Especially if you have some land in Canada and manage to raise a
significant bit extra, a Peltier energy harvesting system due to
the difference in surface and sub-surface land temperature might be
worth looking at to help balance the books longer term.

The Aston Martin plant runs off one entirely but cost a fortune to
drill a deep bore hole to get a large temperature difference, but then
their building is huge and produces cars with enough power to run a
town.

Alternatively a small scale system building it into a wall to get the
difference between the cold Canadian winter outside and warm inside
might work well.


-- 
___

'Write programs that do one thing and do it well. Write programs to work
together. Write programs to handle text streams, because that is a
universal interface'

(Doug McIlroy)

In Other Words - Don't design like polkit or systemd
___



Re: Request for Funding our Electricity

2014-01-14 Thread Kent R. Spillner
On Tue, Jan 14, 2014 at 03:24:00PM -0700, Theo de Raadt wrote:
> > I will take this opportunity to suggest a probably bad idea but one
> > that crossed my mind nonetheless.
> > 
> > I have not actively kept up with this list so forgive me if this can't
> > be done, or isn't in line with the community's values, but what about
> > doing a Kickstarter campaign for each OpenBSD release? Varying levels
> > of support could get the different levels of swag that are already
> > distributed: CD/DVD distributions, t-shirts, stickers, etc...
> 
> The problem with this model is that once again
> - we are the ones who need to supply more;
> - we need to promising the goods;
> - we are the ones who need to invest;
> - we are supposed to do the extra work; 
> - we are supposed to take time away from coding.

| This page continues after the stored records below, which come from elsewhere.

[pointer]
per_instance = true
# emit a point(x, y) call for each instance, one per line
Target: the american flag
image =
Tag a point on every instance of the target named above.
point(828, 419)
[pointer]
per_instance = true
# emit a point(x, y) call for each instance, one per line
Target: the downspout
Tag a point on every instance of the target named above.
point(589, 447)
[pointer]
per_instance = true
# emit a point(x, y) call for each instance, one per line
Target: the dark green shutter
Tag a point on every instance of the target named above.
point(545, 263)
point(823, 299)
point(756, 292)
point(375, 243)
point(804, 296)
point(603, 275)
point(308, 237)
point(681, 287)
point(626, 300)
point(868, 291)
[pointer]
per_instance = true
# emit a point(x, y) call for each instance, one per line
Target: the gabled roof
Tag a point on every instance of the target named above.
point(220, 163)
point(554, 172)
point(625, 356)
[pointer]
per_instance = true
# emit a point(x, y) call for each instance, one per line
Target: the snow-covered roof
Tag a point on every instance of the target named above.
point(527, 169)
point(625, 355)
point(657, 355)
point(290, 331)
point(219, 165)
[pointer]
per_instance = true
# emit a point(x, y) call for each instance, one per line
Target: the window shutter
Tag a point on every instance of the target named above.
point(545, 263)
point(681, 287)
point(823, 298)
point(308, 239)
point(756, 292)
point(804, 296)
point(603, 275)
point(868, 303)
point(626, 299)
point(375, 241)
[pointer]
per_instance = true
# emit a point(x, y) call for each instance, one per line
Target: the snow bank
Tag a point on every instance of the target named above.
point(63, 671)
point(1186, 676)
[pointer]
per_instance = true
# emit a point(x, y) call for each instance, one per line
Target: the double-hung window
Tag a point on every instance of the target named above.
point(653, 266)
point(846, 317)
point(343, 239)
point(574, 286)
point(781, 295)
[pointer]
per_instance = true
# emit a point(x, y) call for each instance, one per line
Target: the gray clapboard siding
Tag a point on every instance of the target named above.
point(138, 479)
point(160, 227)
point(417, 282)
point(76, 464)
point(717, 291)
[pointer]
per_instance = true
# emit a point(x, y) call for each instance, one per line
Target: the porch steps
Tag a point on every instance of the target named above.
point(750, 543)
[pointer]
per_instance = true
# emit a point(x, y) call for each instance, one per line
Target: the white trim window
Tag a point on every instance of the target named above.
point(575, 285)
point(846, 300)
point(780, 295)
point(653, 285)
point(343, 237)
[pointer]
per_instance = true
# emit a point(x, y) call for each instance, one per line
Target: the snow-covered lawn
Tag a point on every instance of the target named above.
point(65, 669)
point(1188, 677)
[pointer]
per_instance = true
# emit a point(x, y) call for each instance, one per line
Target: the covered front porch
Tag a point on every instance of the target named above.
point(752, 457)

Who would back the KickStarter but be unwilling to donate directly to
the project?  The community is already here, the project already accepts
donations.  I don't see what KickStarter offers besides the hipster cred
of running a KickStarter, and hipster cred doesn't pay electrical bills.

Anyways, talk is cheap so I'm going to go make a donation now.  If everyone
reading this did the same this thread could die, and OpenBSD wouldn't.